Reflections from the East (column reprinted from The Santa Monica Star)
Are you a Who? Come on in!
By Qin Sun Stubis
When I was a little girl, I imagined myself playing many roles: a baker making enough crusty bread to stop world hunger, a graceful ballerina in a pink tutu, a brave surgeon who was not afraid of blood…but I never envisioned myself as a tiny creature with bad hair or a sympathetic elephant with large scalloped ears!
But now I have to admit that I do. Like the pachyderm protagonist from Dr. Seuss’ “Horton Hears a Who,” I recently discovered a previously unseen world where there are many, many people I never knew existed. This “Who-ville” does not reside on a “speck of dust” but behind a screen in a place that can be seen and heard only by those who have become citizens there. It is a surprisingly small place yet as large as the world itself, and millions congregate there, socializing, and sending each other news, birthday wishes, and concert invitations. This invisible, modern Who-ville is our online social networking.

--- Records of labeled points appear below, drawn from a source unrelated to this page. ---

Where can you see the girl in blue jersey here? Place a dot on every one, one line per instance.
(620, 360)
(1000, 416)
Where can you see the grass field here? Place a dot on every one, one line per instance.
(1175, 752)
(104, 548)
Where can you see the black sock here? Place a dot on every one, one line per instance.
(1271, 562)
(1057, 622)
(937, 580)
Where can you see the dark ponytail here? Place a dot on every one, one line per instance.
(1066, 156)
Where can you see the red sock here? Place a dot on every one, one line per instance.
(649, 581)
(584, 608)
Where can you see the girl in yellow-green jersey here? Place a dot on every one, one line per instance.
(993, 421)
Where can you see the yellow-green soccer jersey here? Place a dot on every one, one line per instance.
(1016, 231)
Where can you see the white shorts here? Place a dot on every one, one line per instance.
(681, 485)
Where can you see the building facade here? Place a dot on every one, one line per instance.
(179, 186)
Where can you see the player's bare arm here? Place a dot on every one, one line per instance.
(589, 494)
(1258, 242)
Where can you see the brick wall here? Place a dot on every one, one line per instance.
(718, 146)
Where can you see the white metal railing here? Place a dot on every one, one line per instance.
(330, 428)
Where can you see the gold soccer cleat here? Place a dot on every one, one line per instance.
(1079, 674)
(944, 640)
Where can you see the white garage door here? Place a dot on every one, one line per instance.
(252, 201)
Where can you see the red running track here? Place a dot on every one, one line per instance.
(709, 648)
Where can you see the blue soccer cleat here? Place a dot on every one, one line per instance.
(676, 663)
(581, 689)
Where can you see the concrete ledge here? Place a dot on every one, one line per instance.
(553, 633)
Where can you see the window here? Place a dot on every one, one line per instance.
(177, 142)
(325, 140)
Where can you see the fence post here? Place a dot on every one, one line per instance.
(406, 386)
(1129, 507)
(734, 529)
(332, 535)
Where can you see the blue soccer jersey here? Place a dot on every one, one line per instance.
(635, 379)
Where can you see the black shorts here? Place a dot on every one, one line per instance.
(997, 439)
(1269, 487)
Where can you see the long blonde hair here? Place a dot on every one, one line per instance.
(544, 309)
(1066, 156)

My adventure beyond our three physical dimensions started two months ago when my media-executive husband suggested that I try out Facebook. “It’s a good place to meet other writers and make interesting friends,” he said. “But Facebook is for teenagers who have nothing better to do,” I resisted, thinking of my neighbors’ complaints about their kids spending too much time on the computer. “It’s a lot more than that,” my husband told me. “Explore it and you’ll see.”
I reluctantly started my Facebook page only after he sat me down and showed me how to register. I felt like a schoolgirl, shyly filling out my name and deciding what things about myself I wouldn’t mind others knowing. As I built my online profile, I began to have serious doubts: How could this small screen bring me friends? How could anyone in this virtual world find me? I felt overpowered by sudden loneliness and a twinge of sadness as I realized that, like the Whos in Who-ville, in the universe I am only a speck of dust.
Just then, my screen lit up with the smiling face of someone I knew – the talented California-based cinematographer, Duane Conder. He wanted to be my “friend.” Suddenly, I was not alone anymore. Soon more people – writers, editors, artists, and musicians – joined me. Before long, I felt comfortable enough to steer away from the landscape of familiar faces toward the unknown parts of the Facebook world. I wouldn’t approach a stranger on the street and ask him to be my friend. But on Facebook, I felt I could try.
After a couple of months of building my virtual house and cultivating a garden of words and pictures, I’ve become a proud permanent resident of this new Who-ville. I wanted to meet other writers, and ended up finding an entire village of them in Who-ville! I’m also surprised by how much fun it is. If I want to join a real discussion with real people, I can, even though they may be thousands of miles away. This world stands on its own!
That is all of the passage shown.